A systematic review of the literature was conducted using MEDLINE (Pubmed) and Ovid Gateway (Embase and Ovid) until April 2020. Studies investigating the oncological outcomes of PROMs were deemed suitable for inclusion.
A total of 21 studies were included from 2,167 screened articles. Various domains of quality of life (QoL) were identified as potential prognosticators for oncologic outcomes in cancers of the pelvic abdominal cavity: 3 studies identified global QoL as a prognostic factor, 6 studies identified physical and role functioning, and 2 studies highlighted fatigue. In addition to improved outcomes, a number of included studies also reported that the use of PROMs enhanced both patient-clinician communication and patient satisfaction with care in the clinical setting.
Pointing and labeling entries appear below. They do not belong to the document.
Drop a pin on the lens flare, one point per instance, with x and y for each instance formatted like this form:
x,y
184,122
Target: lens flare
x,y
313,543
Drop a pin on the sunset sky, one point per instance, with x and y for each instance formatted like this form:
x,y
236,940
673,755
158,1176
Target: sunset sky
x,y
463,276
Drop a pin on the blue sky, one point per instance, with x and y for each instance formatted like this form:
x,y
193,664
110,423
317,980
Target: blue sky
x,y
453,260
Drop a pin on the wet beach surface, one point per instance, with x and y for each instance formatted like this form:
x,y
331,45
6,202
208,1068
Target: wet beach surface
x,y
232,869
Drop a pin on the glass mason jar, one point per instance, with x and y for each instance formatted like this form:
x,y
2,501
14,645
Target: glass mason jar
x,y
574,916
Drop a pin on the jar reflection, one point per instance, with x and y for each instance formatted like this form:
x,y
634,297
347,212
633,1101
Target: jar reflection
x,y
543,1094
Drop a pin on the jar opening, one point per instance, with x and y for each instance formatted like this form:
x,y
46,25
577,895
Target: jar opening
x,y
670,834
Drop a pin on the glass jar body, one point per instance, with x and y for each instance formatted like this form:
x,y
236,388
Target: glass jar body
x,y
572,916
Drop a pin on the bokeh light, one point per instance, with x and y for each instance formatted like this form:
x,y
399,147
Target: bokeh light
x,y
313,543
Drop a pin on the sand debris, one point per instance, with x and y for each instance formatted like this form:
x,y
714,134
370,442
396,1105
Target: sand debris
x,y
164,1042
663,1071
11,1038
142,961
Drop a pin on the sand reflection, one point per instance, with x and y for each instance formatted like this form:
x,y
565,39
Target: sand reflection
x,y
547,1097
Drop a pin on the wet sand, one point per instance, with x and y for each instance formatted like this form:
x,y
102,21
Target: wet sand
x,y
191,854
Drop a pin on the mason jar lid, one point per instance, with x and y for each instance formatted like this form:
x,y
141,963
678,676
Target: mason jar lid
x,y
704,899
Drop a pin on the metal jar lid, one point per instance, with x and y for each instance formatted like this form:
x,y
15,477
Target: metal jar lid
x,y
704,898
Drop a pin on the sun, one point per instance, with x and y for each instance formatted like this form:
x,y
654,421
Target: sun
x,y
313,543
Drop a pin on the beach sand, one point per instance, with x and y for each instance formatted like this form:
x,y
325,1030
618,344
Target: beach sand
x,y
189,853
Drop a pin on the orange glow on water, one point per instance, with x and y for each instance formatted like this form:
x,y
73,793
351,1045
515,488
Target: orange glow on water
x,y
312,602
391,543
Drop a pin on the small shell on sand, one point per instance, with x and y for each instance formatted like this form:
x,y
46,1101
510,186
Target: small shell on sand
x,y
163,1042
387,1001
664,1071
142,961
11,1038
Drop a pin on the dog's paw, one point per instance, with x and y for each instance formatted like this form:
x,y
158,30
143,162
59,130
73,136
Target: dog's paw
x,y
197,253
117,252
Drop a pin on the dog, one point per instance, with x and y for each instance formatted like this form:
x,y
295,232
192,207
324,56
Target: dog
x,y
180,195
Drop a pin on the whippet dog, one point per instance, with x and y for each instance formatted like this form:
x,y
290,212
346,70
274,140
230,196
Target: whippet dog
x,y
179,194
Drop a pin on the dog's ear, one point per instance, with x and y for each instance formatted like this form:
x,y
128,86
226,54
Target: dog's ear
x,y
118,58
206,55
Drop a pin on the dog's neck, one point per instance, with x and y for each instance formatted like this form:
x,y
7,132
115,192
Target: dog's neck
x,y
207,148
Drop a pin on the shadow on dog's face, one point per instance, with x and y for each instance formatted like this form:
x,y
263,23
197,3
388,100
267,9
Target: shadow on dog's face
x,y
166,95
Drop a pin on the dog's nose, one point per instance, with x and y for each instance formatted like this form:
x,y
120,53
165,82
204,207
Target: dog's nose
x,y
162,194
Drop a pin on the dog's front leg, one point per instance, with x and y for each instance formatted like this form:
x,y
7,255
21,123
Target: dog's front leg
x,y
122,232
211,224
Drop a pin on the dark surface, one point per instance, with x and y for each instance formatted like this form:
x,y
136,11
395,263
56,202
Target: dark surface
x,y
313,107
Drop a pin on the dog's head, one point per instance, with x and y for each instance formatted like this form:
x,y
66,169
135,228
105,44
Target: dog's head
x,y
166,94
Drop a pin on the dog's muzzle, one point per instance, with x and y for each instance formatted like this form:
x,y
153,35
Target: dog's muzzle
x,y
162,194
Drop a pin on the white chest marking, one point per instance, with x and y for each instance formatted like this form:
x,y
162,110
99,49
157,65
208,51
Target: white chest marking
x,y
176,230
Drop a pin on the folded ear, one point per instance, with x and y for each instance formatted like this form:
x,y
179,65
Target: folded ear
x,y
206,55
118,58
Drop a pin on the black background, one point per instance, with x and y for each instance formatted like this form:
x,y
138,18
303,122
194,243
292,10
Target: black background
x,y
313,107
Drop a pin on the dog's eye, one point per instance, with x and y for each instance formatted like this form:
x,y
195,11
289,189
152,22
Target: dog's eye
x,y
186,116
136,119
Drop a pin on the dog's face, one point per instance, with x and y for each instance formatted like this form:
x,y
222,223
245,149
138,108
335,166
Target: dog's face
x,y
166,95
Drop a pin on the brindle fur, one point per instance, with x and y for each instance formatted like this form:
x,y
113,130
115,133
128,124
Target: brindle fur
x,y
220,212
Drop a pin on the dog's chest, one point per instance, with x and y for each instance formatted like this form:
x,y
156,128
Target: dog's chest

This review highlights the necessity of routine collection of PROMs within the pelvic abdominal cancer setting to improve patient quality of life and outcomes. Of note, this review was undertaken during the COVID-19 pandemic when outpatient cancer care underwent a paradigm shift towards telemedicine. This move towards remote working further highlights the necessity of routine collection of PROMs to support cancer patients and allow shared decision making.
This systematic review of the literature highlights the necessity for routine collection of PROMs within the cancer clinical setting and further work will occur to pilot such collection within a large NHS Cancer Centre.